A Quick Note on Compounding

I believe it was Albert Einstein who dubbed compound interest, “the 8th wonder of the world”. I could not agree with him more, but there is something we need to keep in mind with such an incredibly powerful tool.

We want compounding interest on our side!

Powerful forces often work in multiple directions. This is no exception. While compounding can absolutely bring you incredible wealth, it can put you into crippling debt in the exact same breath. Credit cards often carry extremely high interest rates. Sometimes even in the 20%-25% range.

Those are absolutely astronomical rates.

For a quick example, carrying credit card debt at a 25% interest rate for ten years, if you failed to pay anything off, would multiply the amount of credit card debt you have by more than 9 times! Maybe you just had to buy that new couch that you didn’t have the money to pay for.
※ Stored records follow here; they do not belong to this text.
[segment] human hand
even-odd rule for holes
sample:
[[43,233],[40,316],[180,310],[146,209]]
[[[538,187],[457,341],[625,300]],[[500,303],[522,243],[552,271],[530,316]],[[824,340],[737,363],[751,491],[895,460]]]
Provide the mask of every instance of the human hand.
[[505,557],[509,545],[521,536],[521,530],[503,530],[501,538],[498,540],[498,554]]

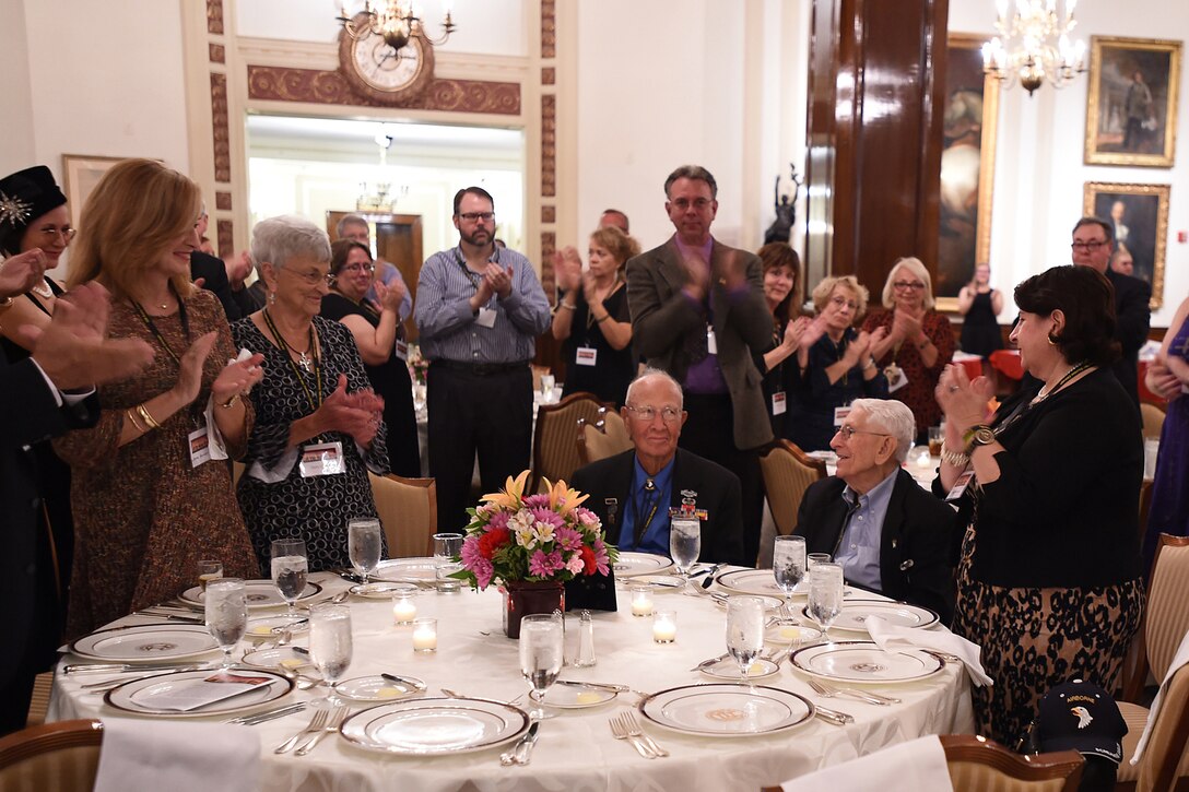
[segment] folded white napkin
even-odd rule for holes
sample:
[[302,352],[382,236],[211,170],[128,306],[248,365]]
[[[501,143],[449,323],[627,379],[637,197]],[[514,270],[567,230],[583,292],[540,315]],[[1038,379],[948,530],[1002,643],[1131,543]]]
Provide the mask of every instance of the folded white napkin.
[[1144,748],[1147,747],[1147,738],[1152,735],[1152,724],[1156,723],[1156,714],[1160,710],[1160,699],[1164,698],[1164,691],[1169,689],[1172,674],[1187,662],[1189,662],[1189,633],[1185,633],[1185,636],[1181,639],[1181,646],[1177,648],[1177,653],[1172,655],[1172,662],[1169,665],[1168,673],[1164,674],[1160,690],[1156,692],[1156,698],[1152,699],[1152,709],[1147,712],[1147,723],[1144,724],[1144,734],[1139,735],[1139,742],[1135,743],[1135,755],[1131,758],[1132,765],[1139,763],[1139,758],[1144,754]]
[[785,781],[784,792],[951,792],[945,749],[936,735],[918,737],[874,754]]
[[885,652],[895,652],[902,648],[933,649],[952,654],[962,660],[970,674],[970,681],[979,687],[994,685],[995,681],[982,670],[982,647],[971,643],[964,637],[955,635],[949,630],[923,630],[916,627],[900,627],[879,616],[869,616],[866,621],[867,631],[872,640]]
[[254,792],[260,737],[224,723],[103,718],[95,792]]

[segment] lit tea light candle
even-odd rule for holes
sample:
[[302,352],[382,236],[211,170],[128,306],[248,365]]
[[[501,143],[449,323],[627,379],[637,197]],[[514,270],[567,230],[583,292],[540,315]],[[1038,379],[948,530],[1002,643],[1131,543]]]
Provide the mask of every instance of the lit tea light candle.
[[658,610],[653,616],[653,641],[672,643],[677,640],[677,611]]
[[392,597],[392,623],[411,624],[417,617],[417,595],[415,591],[402,591]]
[[413,650],[436,652],[438,650],[438,620],[415,618],[413,620]]
[[634,586],[631,589],[631,615],[653,615],[653,590],[648,586]]

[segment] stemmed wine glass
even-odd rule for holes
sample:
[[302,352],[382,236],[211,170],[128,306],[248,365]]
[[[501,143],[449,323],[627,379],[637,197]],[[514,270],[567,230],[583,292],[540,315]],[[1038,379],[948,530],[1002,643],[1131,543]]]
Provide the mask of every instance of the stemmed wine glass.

A decade later, in this example, it would be the same as if you went out and bought 9 of them. Crushing high interest debt is so important to financial success.

Sorry for the side tangent here, this information is important to know!

How Do I Improve This Factor?

Don’t you just love math? If you are here reading this you might, but you probably don’t. Fortunately I do. When it comes to fractions, there are two ways to decrease the ending value. Either decrease the numerator (top number, total balance in this case) or increase the denominator (total credit limit).

If we want our credit utilization to go down we either need to pay off some/all of the balance, or we need to increase our total limit. While the first option sounds great, it is not as easy as option two. The two main ways to increase your total credit limit are to:

  • Request a credit limit increase on one or more card(s)


  • Open up a new credit card

I am a big fan of both limit increasing methods and I personally use both all of the time.

An important note, when carrying out the below it is crucial that you begin by asking whether this will result in a hard or soft credit check. Hard checks negatively impact your score (will link the article here once I write it) but soft checks do not. In my experience, this has never resulted in a hard check. If it will result in a hard check, it isn’t worth doing in most cases.

On occasion, your credit card company may just increase your limit. If this happens, that’s awesome! More often than not, they won’t do this regularly. I have a reminder set in my phone, every six months (roughly) you can manually request a credit limit increase. I usually call the company to do this. This call can be intimidating, but don’t let that get to you! The first question will be, “What is your gross annual income?” Answer accurately. Next, they will ask what you would like your new limit to be. This is a tough one, I usually low ball it since I do this so frequently. I like to stay in the 5%-10% increase range, but there are times when you can go well above that.

If you have gotten a raise, promotion, or taken a new job with a higher salary you are a prime candidate for a credit limit increase. I once had a limit on a card double after I took a better paying job.

The answer can sometimes take time, but in most cases they will immediately tell you if your request to increase your credit limit was approved or denied. If denied, don’t get discouraged! As long as there wasn’t a hard check on your credit, you are in the same place that you were before calling, and they will sometimes even give you an ambiguous reason for the denial.

Note, as mentioned above, one of the articles in this series will be on hard vs soft checks. Get excited!

The other option is to simply apply for a new credit card. There are often great bonuses for signing up, and the credit limit of this new card is simply added to your total limit. Increase that denominator! This will almost always result in a hard credit check – something to keep in mind that negatively impacts your score.